Originally a Restroom Reflection, first published April 17, 2012. I'm posting this one again now as a reminder to myself, and an encouragement to readers, to question assumptions in the New Year. And also because I'm a geek about words.

Today’s reflection actually occurred to me a few days ago, in the restroom. I don’t know what I was doing in there when I thought it – certainly not resting – but whatever it was took a long time. No doubt I was late for something, because the word ‘posthaste’ came into my mind. Sometimes it does. I don’t say it, but sometimes I think it. And whenever I think it, I think about how it makes no sense. It’s always meant “after haste” to me, as in postnatal and postgraduate and postcoital. How can “after haste” mean speedily, I asked myself, yet again. And that’s when I realized that it couldn’t. I’d been using the wrong meaning for 'post.' Of course ‘posthaste’ means to do something with the speed of the post. Pigeons used to be considered fast. Likewise ponies. Of course.

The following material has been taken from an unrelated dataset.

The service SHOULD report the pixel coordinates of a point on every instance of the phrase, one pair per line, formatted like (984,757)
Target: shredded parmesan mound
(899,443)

Not only had I been using the wrong meaning for 'post,' I had been using a really silly meaning for it. When I told my husband about my revelation, he smiled and patted me on the head. That’s how silly.

This revelation brought me back to the conversation I’ve been having with myself for a long time about how often people refer, particularly in motivational speeches, to how the Chinese word for crisis (危機, wēijī) means danger plus opportunity. Perhaps you’ve heard one of these speeches. John F. Kennedy talked about it in a speech to the Convocation of the United Negro College Fund in April of 1959, but apparently people have been invoking the concept for longer than that. Christian missionaries used it with regard to a push into the Chinese interior as early as 1938.

Here's what bothers me: The people who use wēijī in their speeches insist that the combination of these two characters means that the Chinese see a crisis as a good thing: that there’s always an opportunity afforded by the danger. But it isn’t necessarily so.

First of all, jī can mean opportunity, but it can also (in combination with other characters - the character never stands alone) mean something more like “incipient moment” or “crucial point.”Wēijī can therefore be interpreted to mean “the beginning of danger.”

(Incidentally, jī can also refer to a machine. Fēijī, or flying machine, means airplane. I suppose we could stretch airplane to mean “the opportunity to fly,” though.)

But even if people are right in thinking wēijī combines danger and opportunity, I’m not happy with their insisting that it means “danger plus opportunity." Wēijī could mean “danger opportunity," i.e. the opportunity for danger. It’s not necessarily your opportunity.

Sinologists out there will be patting me on the head now. They’ve been complaining about this misconception of the word for years and I’m suddenly calling it a revelation. I’m glad I finally looked into it, though. I’ve learned that I wonder about things to myself much longer than is useful, and I allow myself to think words like posthaste are just crazy when I’ve simply misunderstood them.

How many other things do I think are crazy because I haven’t really stopped to learn about them?

And how many do I believe in for the same reason?